Animation is traditionally a fairly male-dominated part of filmmaking but there’s a wealth of female, trans and non-binary talent making films of breath-taking beauty and eye-popping style. Back in 2018 a group of energised animators decided to support and highlight the women animators and animation directors by creating the directory Punanimation. The organisation has since genitally-inspired Punanimation moniker in favour of a more inclusive brand – Panimation. Next week they’ll be hosting a panel and showcase with Vimeo in London’s Shoreditch (tickets here) – ahead of the event we caught up with the organisers to find out more about the rebrand, how the industry can support more diverse talent and what’s in store…
Introducing Panimation from Panimation on Vimeo.
LBB> What have you learned from your journey so far?
Panimation> We have learned so much from our journey this far! First off all that the need for a forum like Panimation was a lot bigger than any one of us could have imagined. And secondly that we constantly grow and learn along the way. A big part of our rebrand was us realising that the community had grown bigger and we needed to adapt and make room for people that don't identify as women.

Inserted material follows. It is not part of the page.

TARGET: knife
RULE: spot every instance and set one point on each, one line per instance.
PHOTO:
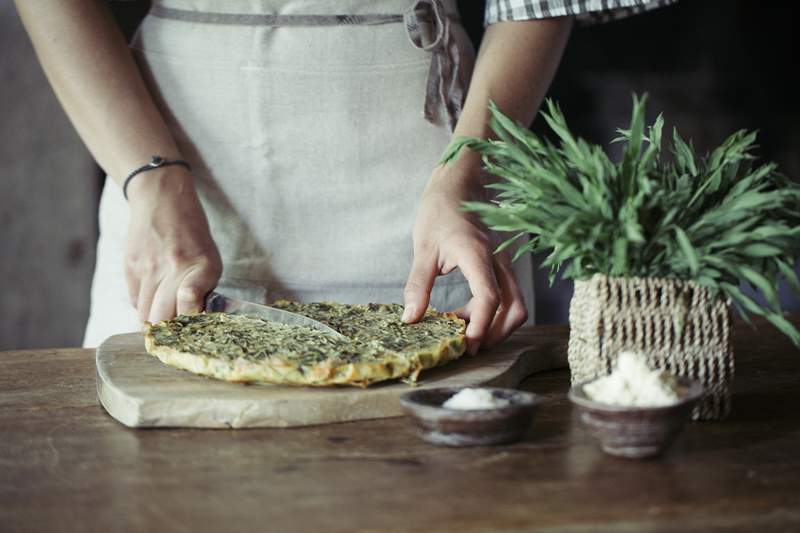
(216, 302)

LBB> Can you tell us about the decision to rebrand to 'panimation' and what you hope it will achieve?
Panimation> Promoting gender diversity in the animation and motion industry has always been our main goal and when Panimation started as Punanimation the initial idea was to create a community for women. Over time we have realised that there were other gender minorities within the industry who could benefit from our community, such as non-binary and trans people, and the rebrand was a necessity to create an environment where they would feel welcome.
LBB> Why do women, trans and NB animators need and benefit from a platform like this? What are the barriers or biases that are getting in the way for this talent - and how can the creative industry better support it?

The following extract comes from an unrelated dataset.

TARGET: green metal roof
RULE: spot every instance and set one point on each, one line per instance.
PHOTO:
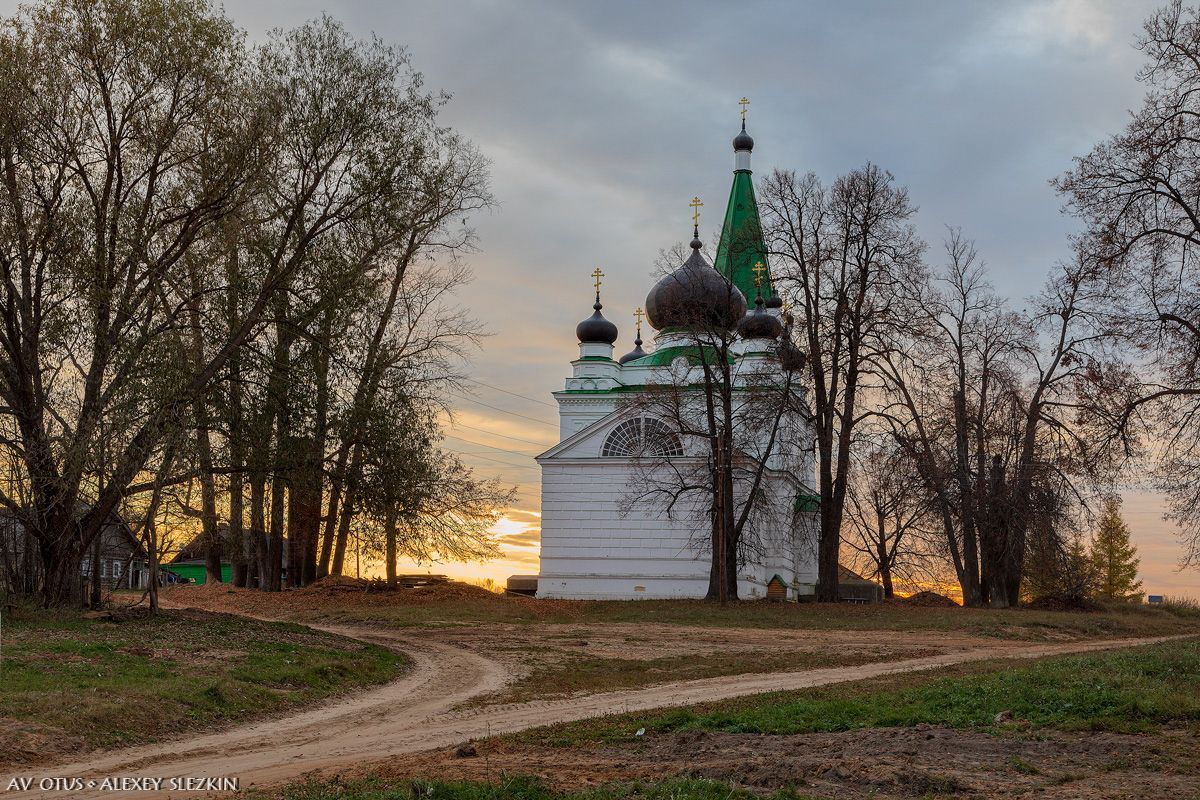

Panimation> The animation industry is predominantly male-led, and people have a tendency to hire people that are like themselves. This affirmation bias leads to a change-averse, unbalanced environment. The lack of diversity, especially in higher positions, can also deter more diverse talent from entering the industry in the first place as young people need role models who they can identify with.
We think the industry as a whole need to work harder to support diverse talent (and as a result better, more interesting creative work). The Panimation Directory was created in response to this and provides a simple tool to start diversifying your teams and freelance roster.
LBB> What will you be discussing at the panel next week?
Panimation> We will be discussing films by three London based directors: Katy Wang, Jennifer Zheng and Jessica Ashman. We will talk about creative processes, the making of their films and the challenges they experience as creators.
LBB> And what can we expect from the showcase?
Panimation> Amazing, beautiful, thought-provoking, progressive short films!